Interviews are intimidating. Especially now when the labor market is less favorable and more competitive. Hiring in many sectors has slowed down with only the best of the best candidates being offered coveted positions. In order to stand out from the crowd, job hunters must be creative and spend more time preparing for their interviews. I hope this blog will be a tool you use to prepare for that big interview you have coming up. So here are 4 steps to ace your next interview.
Don’t Be Humble
The first advice I’d give to anyone who is preparing for a big interview is to not be humble. Especially if you’re a woman or a person of color. Confidently share your achievements with your interviewer in a way that communicates you are the best candidate for this position. The point of the interview, from the job hunter’s perspective, is to sell yourself in a way that allows the interviewer to see that you’d be a valuable asset to their team. So, even though you want to mention team efforts and such, never undervalue your contributions to a successful project. Even if you think your contributions were small. Being confident and self-assured is one of the first steps to ace your next interview.
Ask Engaging Questions
To be a candidate the interviewer will remember means you’ll have to do something memorable during the interview. The easiest way to do this, especially for entry level positions, is to ask engaging questions. Instead of asking “what are traits someone must possess to be successful in this position?” perhaps you can ask “what are programs in place to encourage the growth and development of your top performers?” If you don’t already see the difference between these two questions, I’ll explain.
Firstly, the first question is a very common question interviewees ask their interviewers. Asking this question in your interview will make you invisible as most other job hunters have probably asked this question too. Secondly, the second question is more unique. It’s easy to rattle off a bunch of general qualities of a successful person. And to be honest, these traits are quite generic. The second question, however, will force the interviewer to really think of programs that they have in place to support their employees. They may even be impressed that you’re already showing interest in developing additional skills and knowledge to add value to their team.

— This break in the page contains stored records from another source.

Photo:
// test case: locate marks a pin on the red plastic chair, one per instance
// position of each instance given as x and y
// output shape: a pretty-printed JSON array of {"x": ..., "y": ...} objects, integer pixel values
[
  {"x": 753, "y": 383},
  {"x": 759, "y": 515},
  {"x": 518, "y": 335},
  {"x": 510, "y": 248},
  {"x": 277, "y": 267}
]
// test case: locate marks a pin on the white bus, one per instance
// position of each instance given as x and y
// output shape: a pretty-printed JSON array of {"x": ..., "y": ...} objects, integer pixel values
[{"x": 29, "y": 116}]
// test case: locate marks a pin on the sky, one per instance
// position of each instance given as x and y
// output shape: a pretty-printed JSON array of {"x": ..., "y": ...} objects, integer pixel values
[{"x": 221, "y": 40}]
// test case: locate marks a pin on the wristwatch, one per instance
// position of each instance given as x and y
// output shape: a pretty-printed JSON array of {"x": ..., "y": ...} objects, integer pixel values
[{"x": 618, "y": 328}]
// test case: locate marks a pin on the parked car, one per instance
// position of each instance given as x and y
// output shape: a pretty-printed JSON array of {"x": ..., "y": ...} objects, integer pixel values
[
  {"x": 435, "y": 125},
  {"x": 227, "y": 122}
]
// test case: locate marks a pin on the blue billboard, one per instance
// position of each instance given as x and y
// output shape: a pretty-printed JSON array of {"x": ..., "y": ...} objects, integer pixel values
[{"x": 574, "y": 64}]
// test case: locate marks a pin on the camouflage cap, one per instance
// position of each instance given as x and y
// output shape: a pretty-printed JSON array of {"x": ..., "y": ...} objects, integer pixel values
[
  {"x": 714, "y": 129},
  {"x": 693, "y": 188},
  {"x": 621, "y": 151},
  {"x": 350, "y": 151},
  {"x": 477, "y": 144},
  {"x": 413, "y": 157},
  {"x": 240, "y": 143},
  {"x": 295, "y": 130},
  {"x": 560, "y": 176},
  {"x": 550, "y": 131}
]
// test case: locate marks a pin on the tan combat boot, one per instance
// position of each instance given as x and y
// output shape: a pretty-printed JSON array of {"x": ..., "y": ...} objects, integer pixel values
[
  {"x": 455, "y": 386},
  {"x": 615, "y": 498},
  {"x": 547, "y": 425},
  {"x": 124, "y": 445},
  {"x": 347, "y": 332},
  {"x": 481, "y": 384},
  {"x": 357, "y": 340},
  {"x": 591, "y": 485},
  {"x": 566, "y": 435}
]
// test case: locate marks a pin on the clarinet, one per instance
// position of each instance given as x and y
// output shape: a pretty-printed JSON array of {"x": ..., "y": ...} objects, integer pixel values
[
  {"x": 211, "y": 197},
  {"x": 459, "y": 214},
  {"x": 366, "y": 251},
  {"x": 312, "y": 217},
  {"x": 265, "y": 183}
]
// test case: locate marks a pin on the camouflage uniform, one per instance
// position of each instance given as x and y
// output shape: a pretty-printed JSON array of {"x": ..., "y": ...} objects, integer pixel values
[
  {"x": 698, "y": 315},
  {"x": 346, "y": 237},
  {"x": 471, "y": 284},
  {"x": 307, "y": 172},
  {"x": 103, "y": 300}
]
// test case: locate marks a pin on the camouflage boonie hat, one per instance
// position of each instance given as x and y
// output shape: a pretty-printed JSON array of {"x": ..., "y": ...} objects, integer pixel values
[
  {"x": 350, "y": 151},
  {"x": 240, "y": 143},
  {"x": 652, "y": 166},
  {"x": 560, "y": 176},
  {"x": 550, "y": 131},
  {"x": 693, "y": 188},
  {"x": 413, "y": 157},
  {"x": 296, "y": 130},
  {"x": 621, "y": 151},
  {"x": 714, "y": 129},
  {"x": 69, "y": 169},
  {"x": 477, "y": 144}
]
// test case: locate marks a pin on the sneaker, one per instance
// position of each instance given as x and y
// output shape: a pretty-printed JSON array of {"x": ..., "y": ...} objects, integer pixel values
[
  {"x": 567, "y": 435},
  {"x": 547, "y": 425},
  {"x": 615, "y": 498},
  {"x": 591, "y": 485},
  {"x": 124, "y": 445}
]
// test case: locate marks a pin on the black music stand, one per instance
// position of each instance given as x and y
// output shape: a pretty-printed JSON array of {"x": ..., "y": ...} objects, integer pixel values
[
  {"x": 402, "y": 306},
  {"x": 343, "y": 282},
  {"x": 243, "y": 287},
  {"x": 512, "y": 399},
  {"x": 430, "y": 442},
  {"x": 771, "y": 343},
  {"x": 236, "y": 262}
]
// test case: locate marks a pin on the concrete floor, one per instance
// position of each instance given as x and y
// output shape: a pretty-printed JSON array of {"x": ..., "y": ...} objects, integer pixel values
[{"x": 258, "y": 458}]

It can be tempting to pretend to be someone you’re not to land a job. But imagine spending 8 hours a day, 40 hours a week, 160 hours a month and 1,920 hours a year pretending to be someone else. If you do this, you could sabotage your own career growth. You may just land the job but now you are forced to be in a role that is not a good fit for you. If you hate working with spreadsheets and looking at numbers all day, then a job as a data analyst would not be a good fit for you.
Approach interviews with enough confidence to be yourself. You have a lot to offer and can have a very successful career. The latter, however, largely depends on your work environment and how well you connect with your managers and colleagues. So do yourself a big favor the next time you go to an interview. Show up as your true authentic self and show them why they would be lucky to have you on their team.
Find A Personal Connection
The best way to create a lasting impression is to connect with someone on a personal level. It’s easy to believe that interviews should be held in the most formal format but that’s not always the most effective way to ensure that you get the job. While you should always remain professional, it will go a long way if you find something you have in common with your interviewer. It could be an alma mater, having children or having the same hobbies. Because you and your interviewer establish that you have things in common, you’ll be able to build a rapport with them. This makes it easier for the interviewer to envision you in the role you’re applying for and even make them think you’d be a good personality fit for their team. Finding a personal connection with your interviewer is one of the most essential steps to ace your next interview.